There is no standard appearance of leprosy. “Leprosy presents on a spectrum, from just one to two light-colored patches on the skin to 20 patches, or the entire skin being presented,” Kovarik said. Other symptoms include problems sweating or skin numbness.

Reports of how long it takes for leprosy to incubate vary, but Kovarik said it is thought to take about three to five years for symptoms to manifest. There is no definitive evidence on why that is the case, but it can delay treatment. “Early treatment of the disease gives an excellent prognosis and helps to prevent complications,” she said.

How have leprosy patients been treated in the past?

Leprosy became a major disease in the last few thousand years. “There is something remarkably persistent and enduring in the stigmatization of leprosy patients,” said Kyle Harper, a historian at the University of Oklahoma and author of Plagues upon the Earth: Disease and the Course of Human History. “Even the Greeks and Romans, who had very limited ideas of contagion, distinctly isolated people with leprosy.”

The disease has peaked and ebbed through the centuries. “It was more visible in western Eurasia during Roman times, and peaked in the late middle ages before somewhat mysteriously disappearing in early modern times,” Harper said. Though leprosy has been feared, it did not rock societies in the same way more infectious diseases, like the middle ages’ bubonic plague or 1918’s flu pandemic did.

According to Harper, “leprosy has never been extremely present in the Americas”. But there have been a handful of leprosy colonies throughout US history: Kalaupapa, in Hawaii (which predates statehood); Buzzard’s Bay, an island in Massachusetts; and Carville National Leprosarium, in Louisiana, which is now a museum.

The accommodations were far from comfortable: former patients referred to the institutions as prisons. Carville initially housed residents in quarters previously used by enslaved people.

“While leprosy often led to social isolation in specific institutional ways, those afflicted were looked after and cared for through charity and alms from outsiders,” said Merle Eisenberg, an assistant professor of history at Oklahoma State University and host of the Infectious Historians podcast. “People living in them created their own internal communities.”

There were marriages between people who met in the communities, though babies were removed from the unit and raised by others. In Kalaupapa, residents sometimes held social events like dances, sports games, and church services.

After treatment became widely available in the 1960s, patients were allowed to leave the colonies and return to normal society, but some opted to stay.

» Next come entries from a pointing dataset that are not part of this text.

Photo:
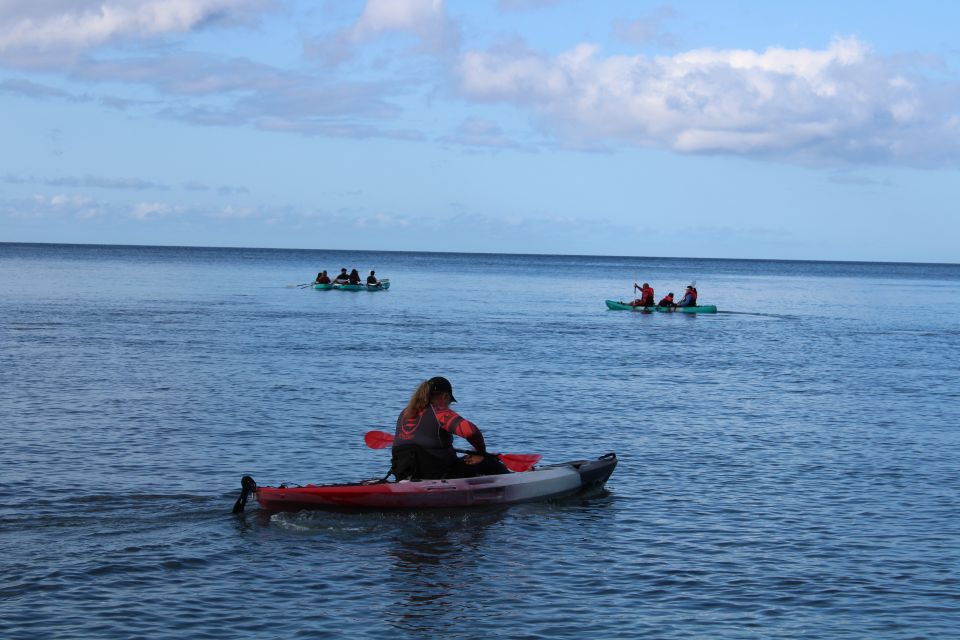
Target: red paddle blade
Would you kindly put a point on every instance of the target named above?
(378, 439)
(519, 461)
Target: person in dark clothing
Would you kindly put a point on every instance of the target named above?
(666, 301)
(423, 441)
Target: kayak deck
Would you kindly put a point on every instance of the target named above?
(383, 286)
(623, 306)
(544, 482)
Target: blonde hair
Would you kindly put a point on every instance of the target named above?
(418, 401)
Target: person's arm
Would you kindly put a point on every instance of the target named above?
(459, 426)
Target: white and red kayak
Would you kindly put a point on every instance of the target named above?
(543, 482)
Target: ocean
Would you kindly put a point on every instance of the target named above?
(788, 466)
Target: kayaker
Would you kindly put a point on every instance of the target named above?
(689, 298)
(423, 442)
(646, 295)
(666, 301)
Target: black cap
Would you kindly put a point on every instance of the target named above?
(439, 384)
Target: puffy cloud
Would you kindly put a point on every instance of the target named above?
(838, 103)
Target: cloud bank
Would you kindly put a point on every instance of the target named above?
(841, 103)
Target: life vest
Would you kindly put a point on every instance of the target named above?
(646, 295)
(424, 431)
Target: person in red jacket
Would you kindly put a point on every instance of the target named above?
(646, 296)
(689, 298)
(423, 441)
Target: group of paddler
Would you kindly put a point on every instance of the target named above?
(647, 298)
(346, 278)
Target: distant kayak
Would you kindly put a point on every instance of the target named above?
(383, 286)
(623, 306)
(543, 482)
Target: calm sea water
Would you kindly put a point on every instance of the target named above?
(789, 466)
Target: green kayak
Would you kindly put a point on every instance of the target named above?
(384, 284)
(623, 306)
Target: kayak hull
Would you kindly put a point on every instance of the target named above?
(383, 286)
(543, 483)
(623, 306)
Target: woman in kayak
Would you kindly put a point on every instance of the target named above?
(689, 298)
(423, 442)
(646, 295)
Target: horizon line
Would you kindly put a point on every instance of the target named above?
(476, 253)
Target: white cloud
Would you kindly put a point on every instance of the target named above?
(151, 210)
(840, 102)
(77, 25)
(426, 20)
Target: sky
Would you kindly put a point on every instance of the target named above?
(727, 129)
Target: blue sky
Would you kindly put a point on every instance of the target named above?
(818, 130)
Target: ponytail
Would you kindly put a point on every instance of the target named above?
(418, 401)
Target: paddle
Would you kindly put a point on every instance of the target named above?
(512, 461)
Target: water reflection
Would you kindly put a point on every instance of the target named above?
(438, 558)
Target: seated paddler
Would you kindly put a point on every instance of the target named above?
(423, 441)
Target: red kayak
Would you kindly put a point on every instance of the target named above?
(543, 482)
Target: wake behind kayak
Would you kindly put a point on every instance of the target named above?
(542, 483)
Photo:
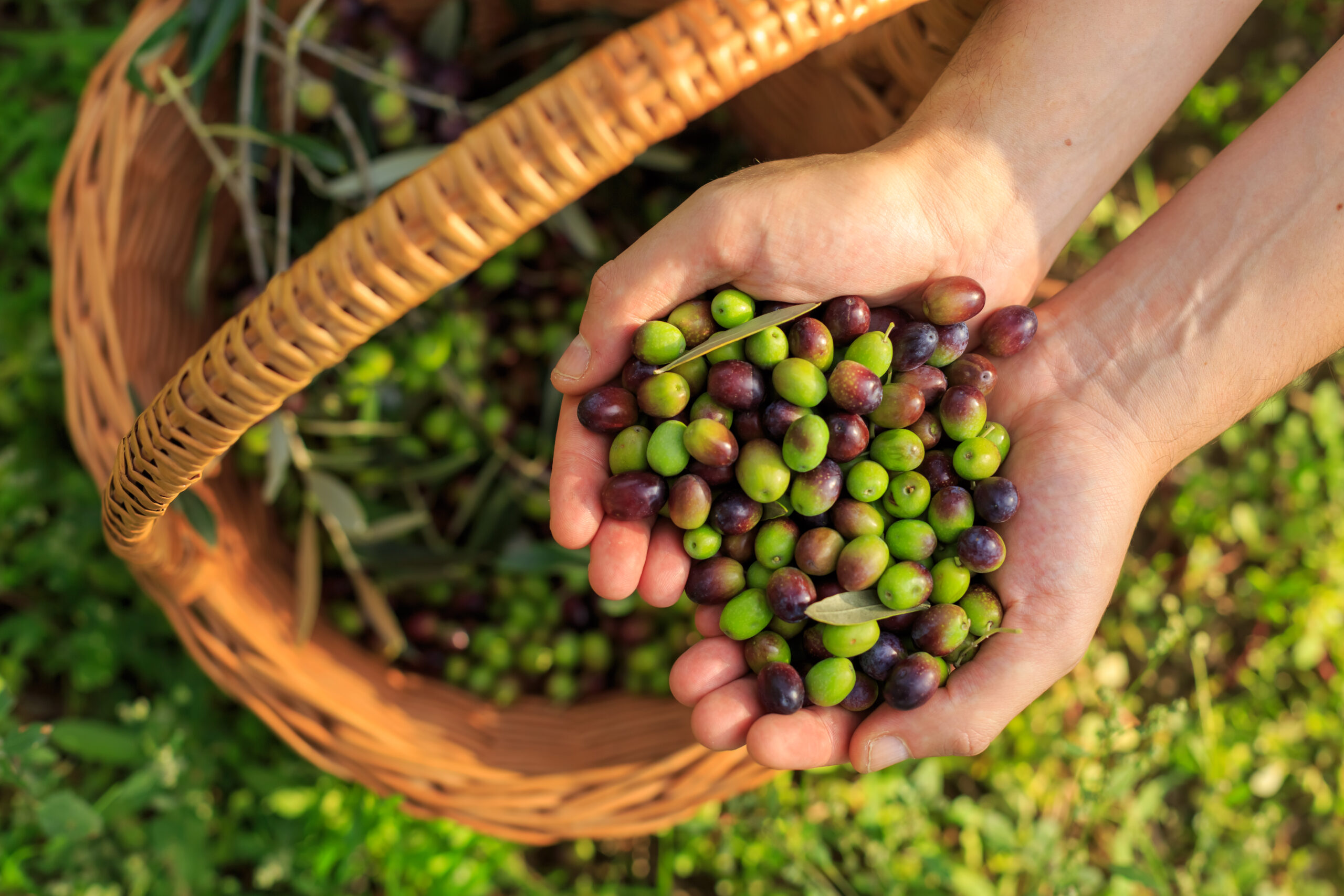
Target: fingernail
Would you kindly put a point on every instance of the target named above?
(574, 362)
(885, 751)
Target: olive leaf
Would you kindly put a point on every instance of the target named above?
(308, 577)
(750, 328)
(853, 608)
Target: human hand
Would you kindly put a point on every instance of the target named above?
(881, 224)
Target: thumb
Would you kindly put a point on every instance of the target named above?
(675, 261)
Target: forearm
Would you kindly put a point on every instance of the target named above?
(1049, 101)
(1226, 294)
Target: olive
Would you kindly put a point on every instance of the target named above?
(913, 681)
(855, 388)
(776, 543)
(953, 300)
(737, 385)
(745, 616)
(848, 437)
(983, 609)
(862, 563)
(996, 499)
(733, 308)
(951, 581)
(908, 496)
(805, 444)
(897, 450)
(850, 641)
(816, 491)
(780, 688)
(658, 343)
(952, 344)
(819, 550)
(762, 472)
(976, 458)
(634, 496)
(629, 450)
(979, 547)
(766, 349)
(905, 585)
(975, 371)
(878, 660)
(765, 647)
(734, 513)
(790, 594)
(690, 501)
(695, 320)
(711, 442)
(847, 319)
(941, 629)
(902, 405)
(811, 340)
(951, 513)
(667, 449)
(608, 409)
(1009, 331)
(716, 581)
(830, 681)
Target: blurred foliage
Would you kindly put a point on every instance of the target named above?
(1196, 750)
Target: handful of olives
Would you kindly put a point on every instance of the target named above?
(834, 469)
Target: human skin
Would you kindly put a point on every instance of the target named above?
(1226, 294)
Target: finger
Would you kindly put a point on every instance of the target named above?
(706, 667)
(723, 718)
(676, 260)
(617, 558)
(666, 567)
(707, 620)
(579, 472)
(808, 739)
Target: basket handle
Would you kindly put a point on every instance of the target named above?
(499, 181)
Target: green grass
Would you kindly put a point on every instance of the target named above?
(1196, 750)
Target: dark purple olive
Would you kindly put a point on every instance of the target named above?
(881, 659)
(913, 681)
(848, 437)
(929, 381)
(779, 416)
(1009, 331)
(716, 581)
(790, 594)
(973, 370)
(996, 499)
(911, 345)
(780, 690)
(855, 388)
(635, 373)
(608, 410)
(847, 319)
(734, 513)
(737, 385)
(634, 496)
(953, 300)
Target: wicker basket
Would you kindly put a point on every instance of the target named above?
(121, 226)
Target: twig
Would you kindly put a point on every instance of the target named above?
(246, 195)
(286, 190)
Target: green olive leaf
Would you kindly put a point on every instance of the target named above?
(853, 608)
(750, 328)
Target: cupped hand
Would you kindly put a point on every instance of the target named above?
(1083, 484)
(881, 224)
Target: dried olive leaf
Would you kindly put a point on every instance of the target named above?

image of doorways and painting of skeletal figure
An abandoned leprosy colony in Tenerife, Spain. Photograph: Chris Craggs/Alamy

Do leprosy communities still exist?

As of 2021, 10 patients still live in Kalaupapa, which rests at the base of a rugged 2,000-foot sea cliff. The pandemic shut down the island once again, and due to Covid restrictions, residents were not allowed visitors until November of last year. Residents, who are now in their 80s, receive support from the government that includes free housing, nursing staff, and a stipend for basic needs.

Outside of the US, the UN reports that up to 2,000 leprosy colonies and villages still exist globally. Last year, Fair Planet visited the last such community in Kashmir, India, where 71 people live. Sprawled over 60 acres, the site includes a hospital, housing, graveyard, and a town square were residents can gather together.

It still admits new patients: in 2021, a man was transferred to the colony. His wife, who does not have the disease, was allowed to come with him.

What is the impact of leprosy globally?

The WHO reports that leprosy is present in more than 120 countries, with more than 200,000 new cases reported every year. Brazil, India, and Indonesia reported more than 10,000 new cases in 2019.

Girls and women are acutely vulnerable to leprosy stigma. Until 2019, having the disease was grounds for a legal divorce in India, due to the 1898 Lepers Act, which was introduced by the British Raj and served to segregate patients from the general public.

According to the UN, more than 100 similar laws are still on the books globally. “Strikingly, many of these existing discriminatory laws were enacted long after the discovery of a cure for leprosy,” a UN expert said last year.